- Born: 5 December 1946 Paris, France
- Died: 18 May 2015 (aged 68) Paris, France
- Education: Sciences Po, ÉNA
- Occupations: President, chairman and CEO Euronext N.V., Deputy CEO NYSE Euronext
- Known for: orchestrating the first pan-European Exchange, spearheading creation of the first trans-Atlantic Exchange
- Spouse: Claudine ​(m. 1976)​
- Children: 3

= Jean-François Théodore =

French businessman and economist

Jean-François Théodore (5 December 1946 – 18 May 2015) was a French businessman, President, chairman and CEO of Euronext N.V., deputy CEO and Head of Strategy of NYSE Euronext Inc. for Euronext N.V and chairman of its Managing Board.

==Early life and education==
Jean-François Théodore was born in Paris, to civil servants, on 5 December 1946. He attended Institut d'Etudes Politiques de Paris, the prestigious Ecole Nationale D'Administration (ENA) and received his law degree (LLB) from Université de Paris.

==Career==
He began his career at the Treasury Department in the Ministry of Economy and Finance, where he worked from 1974 to 1989. During this time he held multiple posts: Head of the Office of African States and the franc zone from 1980 to 1982, the Office of foreign investments in France and French overseas investments between 1982 and 1984, deputy director of Credit Institutions from 1984 to 1986 and deputy director, Head of the Finance and Holdings Department from 1986 to 1990, which included working alongside Jean-Claude Trichet on large privatization campaigns.

In 1990 Théodore became the chairman and CEO of Société des Bourses Françaises (SBF), the main French Cash financial market at the time. He led the SBF to transform and modernize, moving its trading to an electronic platform.
During his tenure in SBF he continued his active participation in the affairs of the European finance and Stock exchanges. Between 1993 and 1994 he was the president of International Federation of Stock Exchanges (FIBV) and from 1998 to 2000 he served as the president of the Federation of European Stock Exchanges.

Following the move to Euro, Théodore saw that consolidation was the future of the financial markets. Through his efforts, in 1999, various French Markets (MATIF, MONEP, New Market) merged into a single company Paris Stock Exchange (Paris Bourse SA).

His next efforts were concentrated on forming a new pan-European exchange and moving the European financial market to a more modernized structure. In 2000 this resulted in creation of Euronext with a merger of the former Paris, Brussels, and Amsterdam national exchanges.
At the time of its creation it was estimated that the stocks listed on Euronext markets had the combined value of $2.2 trillion, which, at the time was almost twice that of the Deutsche Borse in Frankfurt, at $1.4 trillion. It became Europe's second-largest stock exchange by market capitalization.
In 2001 Théodore led Euronext to become a listed company, and in 2002 under his leadership, Euronext beat out LSE to purchase London's Liffe derivatives exchange, at the time the second largest derivatives market in Europe. The same year it added Lisbon Stock Exchange to its group, and became the first pan-European exchange, present in 5 countries.

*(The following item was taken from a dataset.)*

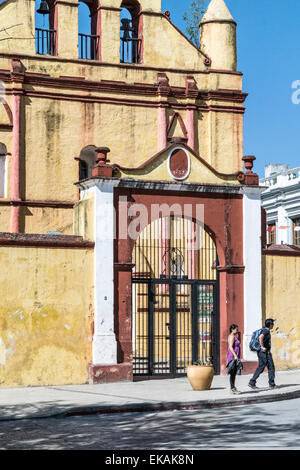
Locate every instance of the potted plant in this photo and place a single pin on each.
(200, 374)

Consolidation in Europe was followed by efforts in formation of the first trans-Atlantic securities market with NYSE, which became known as NYSE Euronext. This was announced in 2006 and came to fruition in 2007.

In 2009 he retired from his post at Euronext, but continued to guide the exchange through strategic mergers and acquisitions.

His colleagues, financial market specialists and press noted that his efforts and achievements were not so much for personal financial gain, but for reaching the goals of his vision for the company and the markets. In part, the success and speed of achievements were attributed to his modest approach, absence of arrogance and strength of conviction.
He was described as having a Gallic sang-froid as well as charm, being prudent, patient and paying a great deal of attention to details.

==Awards==
INSEAD Transcultural Leadership Award (24 April 2007)

==Personal life==
Théodore was married to Claudine, a dermatologist, since 1976. They have three children. In September 2014 he was diagnosed with a brain tumor, and died on 18 May 2015.